MORONI, 18 juin 2019―La réponse habituelle au vol d’électricité consiste à débrancher l’usager, engager des poursuites et lancer une vaste campagne de vérification des compteurs. Cela permet certes de compenser une partie des pertes, mais cela ne règle pas les problèmes de fond.
Au Comores, la Banque mondiale (à travers le programme Genre et énergie en Afrique de l’ESMAP) et la Société nationale de l’électricité des Comores (SONELEC) ont opté pour une stratégie différente, mêlant sciences sociales, analyses de genre et principes de modification des comportements.

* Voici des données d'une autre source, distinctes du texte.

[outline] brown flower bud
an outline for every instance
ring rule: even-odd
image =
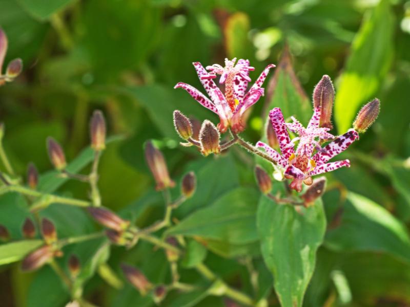
[[[199,140],[202,149],[201,152],[205,157],[210,154],[220,152],[219,131],[211,121],[205,120],[199,132]]]
[[[162,153],[151,142],[147,142],[146,145],[145,158],[156,182],[157,190],[160,191],[175,186],[175,183],[170,178],[168,168]]]
[[[23,70],[23,61],[22,59],[14,59],[7,65],[6,70],[6,76],[9,81],[12,80],[18,76]]]
[[[29,163],[27,167],[27,183],[30,189],[35,189],[38,183],[38,171],[34,163]]]
[[[359,133],[365,131],[375,122],[380,112],[380,101],[375,98],[364,105],[359,112],[353,122],[353,128]]]
[[[30,217],[27,217],[23,224],[23,235],[26,239],[32,239],[35,236],[35,227]]]
[[[193,134],[192,125],[188,117],[178,110],[174,111],[174,125],[179,136],[188,140]]]
[[[154,300],[154,302],[158,304],[163,300],[166,295],[167,288],[163,284],[159,284],[154,289],[152,293],[152,298]]]
[[[75,255],[71,255],[68,258],[68,269],[70,274],[73,278],[75,278],[78,275],[80,272],[80,259]]]
[[[95,110],[90,121],[90,136],[91,148],[94,150],[102,150],[106,148],[106,121],[102,112]]]
[[[320,177],[313,181],[312,185],[306,190],[303,195],[300,197],[303,200],[305,207],[309,207],[313,204],[315,201],[322,196],[326,188],[326,178]]]
[[[45,217],[42,220],[42,234],[47,244],[51,244],[57,240],[57,231],[54,224]]]
[[[320,108],[320,127],[332,129],[332,110],[335,99],[335,89],[330,77],[325,75],[313,91],[313,106]]]
[[[66,168],[66,156],[64,151],[55,140],[51,137],[47,138],[47,148],[50,160],[54,167],[58,170],[63,170]]]
[[[10,240],[10,233],[6,226],[0,225],[0,240],[6,242]]]
[[[268,194],[272,189],[272,182],[269,175],[259,165],[255,167],[255,175],[260,191]]]
[[[22,262],[22,270],[33,271],[40,268],[53,258],[54,253],[52,246],[42,246],[26,256]]]
[[[99,224],[117,231],[122,231],[130,225],[130,221],[122,220],[108,209],[89,207],[87,210],[94,219]]]
[[[181,192],[187,198],[194,194],[196,188],[196,177],[193,171],[190,171],[182,178]]]
[[[125,264],[121,265],[121,269],[128,281],[139,291],[141,295],[145,296],[152,288],[152,284],[139,270]]]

Grâce à une culture sociopolitique unique associant traditions matriarcales bantoues et religion musulmane, les femmes comoriennes sont des membres influents de la communauté et sont considérées comme les chefs de famille. Cette spécificité explique la décision de les responsabiliser davantage pour en faire des agents de changement à l’échelle locale dans le but de réduire les vols d’électricité et améliorer le règlement des factures.

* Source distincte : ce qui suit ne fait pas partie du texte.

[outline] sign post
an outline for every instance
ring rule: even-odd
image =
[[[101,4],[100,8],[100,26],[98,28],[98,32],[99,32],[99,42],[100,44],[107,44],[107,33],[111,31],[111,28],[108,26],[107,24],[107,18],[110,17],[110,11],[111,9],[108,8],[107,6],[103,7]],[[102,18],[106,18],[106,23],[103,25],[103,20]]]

Avant l’intervention, les recettes de la SONELEC étaient plombées par le non-règlement des factures, les défauts de paiement et l’absence de nouveaux raccordements officiels, au point que la viabilité de l’entreprise était menacée. Trois mois plus tard, l’argent des usagers commence à rentrer et les vols d’électricité diminuent.
Une approche méthodique
La Banque mondiale a commencé par réaliser une évaluation d’impact genrée sur la pauvreté et la situation sociale, afin d’évaluer l’impact des réformes politiques sur différents groupes de la population. L’étude a conclu que, du fait du régime matrilinéaire qui veut que les femmes soient propriétaires de l’habitation et enregistrent les contrats d’électricité à leur nom, les ménages dirigés par des femmes avaient davantage tendance à consommer de l’électricité sans la payer. Cependant, la communauté considère souvent que les femmes sont de meilleurs payeurs, à la fois plus fiables et plus transparents.

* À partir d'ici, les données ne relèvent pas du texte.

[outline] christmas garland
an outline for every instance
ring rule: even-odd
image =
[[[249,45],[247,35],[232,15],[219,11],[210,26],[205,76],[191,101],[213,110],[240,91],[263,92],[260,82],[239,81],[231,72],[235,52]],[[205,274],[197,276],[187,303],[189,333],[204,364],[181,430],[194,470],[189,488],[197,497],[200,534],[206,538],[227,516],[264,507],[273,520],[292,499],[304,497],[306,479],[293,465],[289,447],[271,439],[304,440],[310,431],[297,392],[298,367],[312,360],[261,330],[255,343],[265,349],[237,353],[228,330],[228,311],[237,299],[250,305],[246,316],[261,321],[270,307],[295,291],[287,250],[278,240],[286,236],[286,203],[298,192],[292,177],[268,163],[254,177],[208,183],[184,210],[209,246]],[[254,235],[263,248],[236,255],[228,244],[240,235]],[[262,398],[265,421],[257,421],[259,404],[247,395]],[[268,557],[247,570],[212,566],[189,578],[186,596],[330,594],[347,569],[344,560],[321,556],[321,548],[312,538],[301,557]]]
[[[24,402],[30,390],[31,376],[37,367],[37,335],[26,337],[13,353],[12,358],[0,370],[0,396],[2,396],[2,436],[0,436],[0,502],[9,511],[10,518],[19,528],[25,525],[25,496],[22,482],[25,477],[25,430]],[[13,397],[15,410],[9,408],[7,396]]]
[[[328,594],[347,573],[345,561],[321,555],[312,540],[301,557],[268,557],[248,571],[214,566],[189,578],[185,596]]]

La Banque mondiale a également collaboré avec des experts en sciences comportementales afin de conduire un audit des comportements et de mieux comprendre les motivations, les normes sociales et les enjeux structurels à l’origine des pertes commerciales. Ce travail a mis au jour un certain nombre de freins au paiement des factures (notamment contraintes financières, factures qui ne parviennent pas au client, absence de compteur ou d’alimentation électrique et longueur des files d’attente pour procéder au paiement). Il a montré que les particuliers, constatant que les employés de l’entreprise et leurs pairs étaient les premiers contrevenants (non-paiement et raccordements illicites par exemple), ne voyaient pas pourquoi ils ne feraient pas la même chose, puisque cela semblait être la norme.
D’où la volonté d’insister sur les bons comportements exemplaires. Avec le soutien du programme de la Banque mondiale sur le Leadership collaboratif au service du développement (CL4D), une cartographie des parties prenantes sensibles au genre a été réalisée pour analyser en fonction du genrele rôle potentiel des différentes parties prenantes dans la réduction des vols d’électricité et la hausse du paiement des factures. Cet exercice a révélé que les hommes, parce qu’ils occupent des postes politiques à responsabilité dans le secteur de l’énergie, sont perçus par la population locale comme des dirigeants nommés en raison de leurs connexions politiques plus que pour leurs compétences. En revanche, parce qu’elles sont peu présentes dans la sphère politique, les femmes ne sont pas associées à ces images négatives et sont donc mieux placées pour promouvoir la transparence et les valeurs civiques de respect des obligations légales par le consommateur.